I was just heading out to Greenwood to watch Kathryn Rathke's float in that neighborhood's Seafair Parade last Wednesday. I never expected to learn the real reason why the Freedom Day Pride Parade/March and Freedom Rally for the Gay, Lesbian, Bisexual, and Transgender Communities of Seattle and the Pacific Northwest--that's its full name!--stinks with such putridity. It's not because it fails to live up to the Halloween Parade in New York or the Pride Parade in San Francisco, though I'm told by those who know that it does, and how. No, it's because it fails to live up to any parade ever held anywhere.

Proof was delivered by the Greenwood Seafair Parade, a motley assortment of drill teams and parade floats slowly drifting down a benighted strip filled with low-rise '70s apartment buildings and parking lots. The roadside was covered with a swath of Seattle humanity you rarely see on the streets of this town's better neighborhoods: overweight, scruffy, mostly white, somewhat drunk. Lots of smokers.

As I said, I was there to see my friend Kathryn's float. She illustrates this column, and has been a friend of this paper since its inception. Her float, a prizewinner at various minor Seafair events, commemorates the Georgetown Garden Club, which attempts to green that tiny residential district wedged between multiple highways, railroads, industrial neighborhoods, and the Sea-Tac Airport. The float is a large green tank, covered with artificial flowers and accompanied by an Army-fatigued drill team armed with rakes, shovels, and nonmotorized lawnmowers. (It was banned from the main Torchlight Parade last Saturday because event organizers deemed it "political.")

The tank was a marvel, well deserving of its first-place award in the float category. But the rest of the parade was swell, too: A quartet of aged Freemasons strapped to the top of a lunar-landing-themed float?
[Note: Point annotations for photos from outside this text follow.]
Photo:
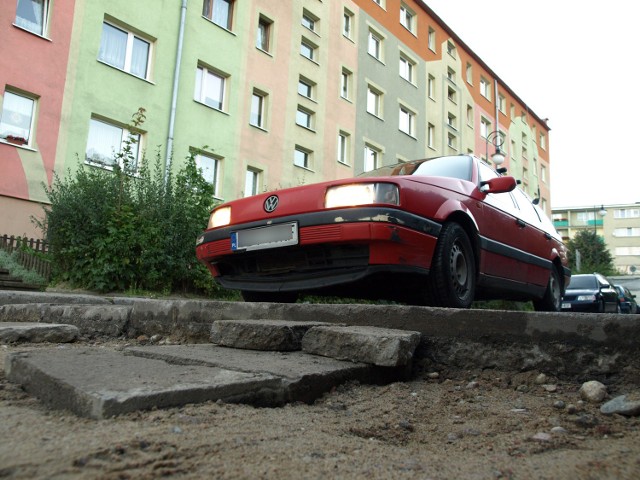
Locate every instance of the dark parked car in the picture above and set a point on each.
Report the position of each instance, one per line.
(627, 300)
(441, 231)
(591, 292)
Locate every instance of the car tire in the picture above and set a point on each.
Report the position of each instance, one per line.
(452, 279)
(273, 297)
(552, 300)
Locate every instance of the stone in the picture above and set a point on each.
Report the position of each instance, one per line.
(593, 391)
(623, 405)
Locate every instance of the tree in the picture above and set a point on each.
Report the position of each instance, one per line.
(588, 253)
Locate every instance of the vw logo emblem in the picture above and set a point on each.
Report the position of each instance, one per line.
(271, 203)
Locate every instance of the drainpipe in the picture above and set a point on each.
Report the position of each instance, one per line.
(174, 95)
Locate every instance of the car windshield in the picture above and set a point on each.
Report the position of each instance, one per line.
(458, 166)
(584, 282)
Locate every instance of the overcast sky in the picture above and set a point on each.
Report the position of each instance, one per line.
(576, 63)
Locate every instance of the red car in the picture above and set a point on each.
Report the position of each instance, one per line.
(443, 231)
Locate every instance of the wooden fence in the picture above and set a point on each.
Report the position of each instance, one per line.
(26, 258)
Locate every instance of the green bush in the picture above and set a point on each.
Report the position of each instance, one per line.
(129, 229)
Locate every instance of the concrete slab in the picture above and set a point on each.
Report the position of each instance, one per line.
(273, 335)
(100, 383)
(304, 377)
(378, 346)
(17, 332)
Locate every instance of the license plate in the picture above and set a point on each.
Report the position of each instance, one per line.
(271, 236)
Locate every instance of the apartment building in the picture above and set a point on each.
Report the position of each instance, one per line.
(618, 225)
(266, 94)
A flatbed truck full of barbecuing rowdies who claimed they were engaging in "a salute to the American hot dog"? Sexagenarian square dancers? More creepily attired JonBenet Ramsey knockoffs than are dreamed of at McNeil Island's Special Commitment Center? Old English sheepdogs? The Greenwood Parade had them all. But best of all, the Greenwood Parade had the brilliant Electronetts Drill Team, an army of sassy black girls whose chants, hip-shakes, and ability to do the splits on asphalt kicked ass over any other parade entrant. And they knew it.

When the Electronetts reached the end of the parade route, they passed by a smaller, less sassy, and mostly white drill team sitting on the curb resting. The Electronetts turned to face the curb and gave a little private performance just for them, just to show them what a real drill team was about. It was better than anything in Paris Is Burning, and certainly sassier than anything one sees at Seattle's Pride Parade.

A few years back, Dan Savage and some cronies attempted to save the Seattle Pride Parade by staging a coup. They flooded a board election meeting, got themselves all elected, and set about fixing things--until they figured out that being on the board made them financially responsible for an organization whose finances were, let us say, very dicey and largely undocumented. That organization is probably unfixable, but maybe its parade should be left to drown in its own p.c. phlegm, and a new parade should be started--an apolitical, possibly more sexually inclusive parade that would attract various creative types who aren't into the Fremont Solstice Parade's hippie values or the Pride Parade's dullness. Something that would inspire greatness, something that the better clubs and shops would want to sponsor floats in, something that theatrical designers and artists would want to create floats for. And it would have to include the Electronetts. They are the future.